A workshop and barn range, dating probably from the mid-18th century, incorporates earlier features from the late 16th and early 17th centuries and has undergone 19th-century alterations, including conversion of part into four cottages. It is constructed of coursed squared stone with a stone slate roof. The building has an unbalanced T-shaped plan, with the workshops forming the cross-piece and the barn and cottages forming the stem.

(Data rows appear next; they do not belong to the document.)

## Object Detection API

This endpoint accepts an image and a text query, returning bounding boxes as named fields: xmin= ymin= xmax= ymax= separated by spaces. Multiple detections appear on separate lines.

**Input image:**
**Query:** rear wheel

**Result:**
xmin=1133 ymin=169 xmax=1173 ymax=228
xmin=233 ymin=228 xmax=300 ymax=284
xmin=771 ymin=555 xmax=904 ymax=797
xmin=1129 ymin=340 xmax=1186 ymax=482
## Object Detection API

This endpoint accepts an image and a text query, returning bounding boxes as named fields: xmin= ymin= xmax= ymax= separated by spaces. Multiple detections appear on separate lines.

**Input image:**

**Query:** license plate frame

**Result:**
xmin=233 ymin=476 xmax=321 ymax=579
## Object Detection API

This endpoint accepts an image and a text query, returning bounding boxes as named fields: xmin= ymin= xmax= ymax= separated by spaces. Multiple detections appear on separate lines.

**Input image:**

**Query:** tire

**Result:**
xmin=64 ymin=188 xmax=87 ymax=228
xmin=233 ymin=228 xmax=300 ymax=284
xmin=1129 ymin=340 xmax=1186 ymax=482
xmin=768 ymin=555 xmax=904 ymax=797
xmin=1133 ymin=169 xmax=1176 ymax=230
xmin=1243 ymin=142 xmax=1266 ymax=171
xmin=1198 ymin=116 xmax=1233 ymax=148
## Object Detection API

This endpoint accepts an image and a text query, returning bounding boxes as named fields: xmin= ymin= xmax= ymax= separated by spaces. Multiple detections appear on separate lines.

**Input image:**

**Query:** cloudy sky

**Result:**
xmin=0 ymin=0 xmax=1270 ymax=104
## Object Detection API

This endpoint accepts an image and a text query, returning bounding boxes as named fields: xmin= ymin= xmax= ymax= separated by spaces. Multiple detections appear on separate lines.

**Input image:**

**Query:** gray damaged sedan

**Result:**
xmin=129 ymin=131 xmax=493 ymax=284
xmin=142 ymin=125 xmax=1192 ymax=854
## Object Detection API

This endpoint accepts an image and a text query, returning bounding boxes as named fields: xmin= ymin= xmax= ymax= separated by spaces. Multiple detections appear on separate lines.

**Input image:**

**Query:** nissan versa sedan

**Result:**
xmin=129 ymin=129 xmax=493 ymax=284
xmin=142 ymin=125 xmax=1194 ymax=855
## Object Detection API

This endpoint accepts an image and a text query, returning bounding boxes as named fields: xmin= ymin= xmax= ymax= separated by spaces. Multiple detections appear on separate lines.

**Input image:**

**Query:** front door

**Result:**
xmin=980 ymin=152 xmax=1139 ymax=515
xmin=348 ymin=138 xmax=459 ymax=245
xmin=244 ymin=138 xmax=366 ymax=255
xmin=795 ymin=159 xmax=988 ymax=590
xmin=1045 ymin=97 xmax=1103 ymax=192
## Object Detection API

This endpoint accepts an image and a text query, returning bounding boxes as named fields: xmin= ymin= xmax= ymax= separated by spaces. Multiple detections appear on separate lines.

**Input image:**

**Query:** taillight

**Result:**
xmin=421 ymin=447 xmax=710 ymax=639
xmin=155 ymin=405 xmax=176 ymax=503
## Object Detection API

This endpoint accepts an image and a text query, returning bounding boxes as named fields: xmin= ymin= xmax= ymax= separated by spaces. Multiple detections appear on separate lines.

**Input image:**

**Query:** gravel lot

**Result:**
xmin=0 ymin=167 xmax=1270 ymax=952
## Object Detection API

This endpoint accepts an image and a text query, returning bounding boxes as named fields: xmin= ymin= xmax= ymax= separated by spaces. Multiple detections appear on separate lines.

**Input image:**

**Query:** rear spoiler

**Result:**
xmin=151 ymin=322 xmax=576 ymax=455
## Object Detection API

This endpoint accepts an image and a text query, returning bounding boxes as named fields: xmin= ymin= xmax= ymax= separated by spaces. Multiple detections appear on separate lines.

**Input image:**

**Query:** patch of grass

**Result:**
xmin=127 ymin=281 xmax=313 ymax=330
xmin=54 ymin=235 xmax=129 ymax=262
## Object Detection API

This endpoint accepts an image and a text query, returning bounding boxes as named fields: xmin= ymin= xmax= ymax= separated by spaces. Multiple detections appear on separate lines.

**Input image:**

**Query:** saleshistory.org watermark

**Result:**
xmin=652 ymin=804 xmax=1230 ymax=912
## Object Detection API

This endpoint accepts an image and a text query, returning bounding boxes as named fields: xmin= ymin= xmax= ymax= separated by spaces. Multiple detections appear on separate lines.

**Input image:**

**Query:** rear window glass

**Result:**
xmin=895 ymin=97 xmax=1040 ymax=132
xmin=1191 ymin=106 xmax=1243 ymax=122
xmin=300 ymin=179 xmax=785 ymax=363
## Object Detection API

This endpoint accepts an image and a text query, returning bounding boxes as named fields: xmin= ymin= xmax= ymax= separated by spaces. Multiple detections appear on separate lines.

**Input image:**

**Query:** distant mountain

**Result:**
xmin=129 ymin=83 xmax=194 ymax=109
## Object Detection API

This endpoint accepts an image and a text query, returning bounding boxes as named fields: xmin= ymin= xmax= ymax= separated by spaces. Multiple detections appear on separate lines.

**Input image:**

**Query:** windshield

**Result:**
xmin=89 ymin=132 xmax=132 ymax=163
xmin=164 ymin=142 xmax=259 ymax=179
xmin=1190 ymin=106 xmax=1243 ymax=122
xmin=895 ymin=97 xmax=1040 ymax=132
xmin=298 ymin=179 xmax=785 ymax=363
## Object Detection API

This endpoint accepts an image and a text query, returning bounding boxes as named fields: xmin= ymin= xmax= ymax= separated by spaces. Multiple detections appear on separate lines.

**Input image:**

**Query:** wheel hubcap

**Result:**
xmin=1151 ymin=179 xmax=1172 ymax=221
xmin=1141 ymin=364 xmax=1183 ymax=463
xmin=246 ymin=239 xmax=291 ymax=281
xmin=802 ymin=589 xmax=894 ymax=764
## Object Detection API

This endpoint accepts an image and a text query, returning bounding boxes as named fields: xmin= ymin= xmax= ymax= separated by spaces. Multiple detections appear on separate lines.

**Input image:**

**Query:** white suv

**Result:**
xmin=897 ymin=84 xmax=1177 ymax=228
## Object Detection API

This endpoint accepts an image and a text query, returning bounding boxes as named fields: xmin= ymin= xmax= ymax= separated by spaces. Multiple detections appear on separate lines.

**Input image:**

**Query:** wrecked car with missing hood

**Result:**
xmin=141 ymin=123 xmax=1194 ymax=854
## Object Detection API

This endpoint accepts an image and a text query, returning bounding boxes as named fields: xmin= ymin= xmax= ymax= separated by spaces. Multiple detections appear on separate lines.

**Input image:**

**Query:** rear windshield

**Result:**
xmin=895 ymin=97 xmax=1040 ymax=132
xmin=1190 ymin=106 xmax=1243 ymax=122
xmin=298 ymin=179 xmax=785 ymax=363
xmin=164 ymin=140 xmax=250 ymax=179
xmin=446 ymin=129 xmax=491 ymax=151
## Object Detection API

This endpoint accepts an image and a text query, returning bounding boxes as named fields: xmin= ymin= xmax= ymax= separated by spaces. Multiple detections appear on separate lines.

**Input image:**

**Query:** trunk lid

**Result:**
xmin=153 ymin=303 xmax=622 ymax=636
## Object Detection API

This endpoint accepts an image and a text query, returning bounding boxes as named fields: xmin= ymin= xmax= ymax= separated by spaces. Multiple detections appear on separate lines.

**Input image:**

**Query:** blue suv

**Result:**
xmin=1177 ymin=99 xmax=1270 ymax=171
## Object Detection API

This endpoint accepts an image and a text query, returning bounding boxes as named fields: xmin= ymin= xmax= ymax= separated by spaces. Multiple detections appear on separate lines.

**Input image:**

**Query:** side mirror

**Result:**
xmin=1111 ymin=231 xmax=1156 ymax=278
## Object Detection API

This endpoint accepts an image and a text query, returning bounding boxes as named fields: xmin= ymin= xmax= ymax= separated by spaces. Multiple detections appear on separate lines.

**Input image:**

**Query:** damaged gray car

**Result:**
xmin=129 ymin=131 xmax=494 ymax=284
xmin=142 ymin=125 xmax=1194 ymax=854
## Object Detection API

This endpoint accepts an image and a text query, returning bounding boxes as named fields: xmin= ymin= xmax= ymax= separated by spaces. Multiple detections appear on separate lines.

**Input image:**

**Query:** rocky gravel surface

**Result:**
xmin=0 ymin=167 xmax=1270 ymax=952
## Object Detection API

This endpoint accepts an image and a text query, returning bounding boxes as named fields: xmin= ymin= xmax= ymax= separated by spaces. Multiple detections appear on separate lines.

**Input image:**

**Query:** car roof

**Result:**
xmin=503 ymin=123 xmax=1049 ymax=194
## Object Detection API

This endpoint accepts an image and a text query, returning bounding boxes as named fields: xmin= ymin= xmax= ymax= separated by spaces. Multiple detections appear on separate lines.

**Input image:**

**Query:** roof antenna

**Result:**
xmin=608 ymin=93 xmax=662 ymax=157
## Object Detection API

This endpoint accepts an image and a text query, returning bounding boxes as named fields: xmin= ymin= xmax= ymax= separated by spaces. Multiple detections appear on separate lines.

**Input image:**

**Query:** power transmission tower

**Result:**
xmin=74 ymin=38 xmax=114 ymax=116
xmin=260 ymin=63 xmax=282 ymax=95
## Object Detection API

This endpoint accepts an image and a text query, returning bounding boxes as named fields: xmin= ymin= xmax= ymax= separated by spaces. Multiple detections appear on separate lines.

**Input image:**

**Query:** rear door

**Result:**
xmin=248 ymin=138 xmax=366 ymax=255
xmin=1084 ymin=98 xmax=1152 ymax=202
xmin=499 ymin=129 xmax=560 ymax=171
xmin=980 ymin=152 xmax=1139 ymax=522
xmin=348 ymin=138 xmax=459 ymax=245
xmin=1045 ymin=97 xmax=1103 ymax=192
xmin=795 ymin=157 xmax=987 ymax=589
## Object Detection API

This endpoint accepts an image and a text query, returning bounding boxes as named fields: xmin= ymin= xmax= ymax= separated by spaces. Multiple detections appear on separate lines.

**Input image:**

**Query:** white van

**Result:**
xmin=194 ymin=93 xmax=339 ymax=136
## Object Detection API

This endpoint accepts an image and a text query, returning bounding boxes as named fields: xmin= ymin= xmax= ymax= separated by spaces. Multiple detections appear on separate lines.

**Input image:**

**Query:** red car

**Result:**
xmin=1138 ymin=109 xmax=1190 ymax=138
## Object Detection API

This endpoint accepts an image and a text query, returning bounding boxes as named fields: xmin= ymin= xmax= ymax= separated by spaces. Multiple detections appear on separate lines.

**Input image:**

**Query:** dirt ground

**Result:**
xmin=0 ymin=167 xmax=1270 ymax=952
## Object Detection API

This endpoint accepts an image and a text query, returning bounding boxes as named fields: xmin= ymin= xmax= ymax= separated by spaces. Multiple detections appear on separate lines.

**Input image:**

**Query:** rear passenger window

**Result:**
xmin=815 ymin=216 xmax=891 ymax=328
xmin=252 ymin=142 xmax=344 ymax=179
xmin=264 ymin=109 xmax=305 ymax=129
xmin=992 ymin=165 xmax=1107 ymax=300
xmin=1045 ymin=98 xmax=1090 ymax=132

The south front of the workshop range has a barn range projecting from the second bay. To the right of this are six bays with reused hollow-moulded, double-chamfered mullion windows, featuring arched lights and sunk spandrels. The windows include an eight-light window to each floor, a paired four-panel door with an oriel window to the right, a six-light window on each floor with a door to the right, and a wide 19th-century shouldered archway with a carved head keystone, flanked by tall windows under two-light windows. Above the archway is a round, plate-traceried window dated 1630, flanked by single arched lights. Further windows are a four-light transomed window with a four-light window above, paired doorways with a transomed two-light window to the right, a two-light window to the left, and a window with a plain stone surround. Three ridge stacks remain, retaining their cornices.

The east front of the barn range features a quoined, segment-arched cart-entry, with a two-light window on each floor to the right and flat-faced mullion windows to the left. The rear of the workshop range exhibits a tall, opposing segmental archway. To its left are slit vents (formerly for a stable). To its right are flat-faced mullion windows with sixteen lights on the ground floor (some blocked), an oval window, two of four-lights (both blocked), two of six-lights, and on the first floor three of four-lights. The rear of the barn range has a projecting gable of the workshop range to the left, with two doorways flanking a blocked window, a further window to the right, and a six-light flat-faced mullion window in the gable. To the right of this wing, alterations include an opposing cart-entry and plain stone surrounds to various doors and windows; the windows on the first floor and some of those on the ground floor are mullioned. Stacks are situated along the front of the ridge.